How to debug when OutOfSync or WaitApplied shows up

rancher / fleet

Deploy workloads from Git to large fleets of Kubernetes clusters

https://fleet.rancher.io/

Apache License 2.0

1.47k stars 216 forks source link

How to debug when OutOfSync or WaitApplied shows up #192

Closed Shaked closed 1 year ago

Shaked commented 3 years ago

Hey there!

I'm using Rancher 2.5, already deploying to different IoT devices (Jetson Xavier mainly with one exception of Jetson TX2).

A few days ago my TX2 had an issue and since then I was seeing either WaitApplied or OutOfSync in Rancher's dashboard.

For some reason, up until I fixed my TX2, none of the deployments were happening and I only saw the statuses mentioned above.

When I my TX2 was back, it took few minutes and all of the deployments in the other devices (Xavier) started running.

Before I file a bug, I'd like to know if there's a way to debug/find logs in rancher/fleet when WaitApplied and OutOfSync happen.

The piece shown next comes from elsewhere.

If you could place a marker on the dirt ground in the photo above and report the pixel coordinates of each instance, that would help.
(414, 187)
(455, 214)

Thank you for this great tool!

Shaked

djkube commented 3 years ago

You need to set a fleet.yaml file in your repo and change the default maximum of servers that can be unavailable during an update: For example, the following (when written in yaml indentation) will allow bundle installation even when most servers are down:

rolloutStrategy: maxUnavailable: 100%
Documentation is here: https://fleet.rancher.io/gitrepo-structure/#fleetyaml

Shaked commented 3 years ago

@djkube

I have tried this but for some reason I still end up with WaitApplied. If I stop the one device that is offline, it changes to OutOfSync and updates do not work.

namespace: example
rolloutStrategy:
  maxUnavailable: 100%
targetCustomizations:
- name: dev-master
  helm:
    values:
      replication: false

Any idea?

Also, is there a way to debug/find logs in this case?

Thank you

EDIT:

I have found that one cluster is not offline but does experience an error because it's missing a secret. I am wondering why this should delay all other clusters from being updated. Any idea?

djkube commented 3 years ago

@Shaked Did you try setting maxUnavailablePartitions too? You can run kubectl describe app appname on the affected cluster to see some info.

Shaked commented 3 years ago

@djkube

Did you try setting maxUnavailablePartitions too?

No, I haven't. I assumed that maxUnavailable is good enough.

You can run kubectl describe app appname on the affected cluster to see some info.

I see now, thanks.

I still don't fully understand why a failure of one cluster effects the rest of the clusters' deployment...

djkube commented 3 years ago

@Shaked By default maxUnavailablePartitions is 0, and the clusters are automatically partitioned. The default probably made sense in some use cases, but not in yours (or mine).

Shaked commented 3 years ago

@djkube

Interesting. Gonna test this and come back with my findings. Thank you!

kkaempf commented 1 year ago

no further reports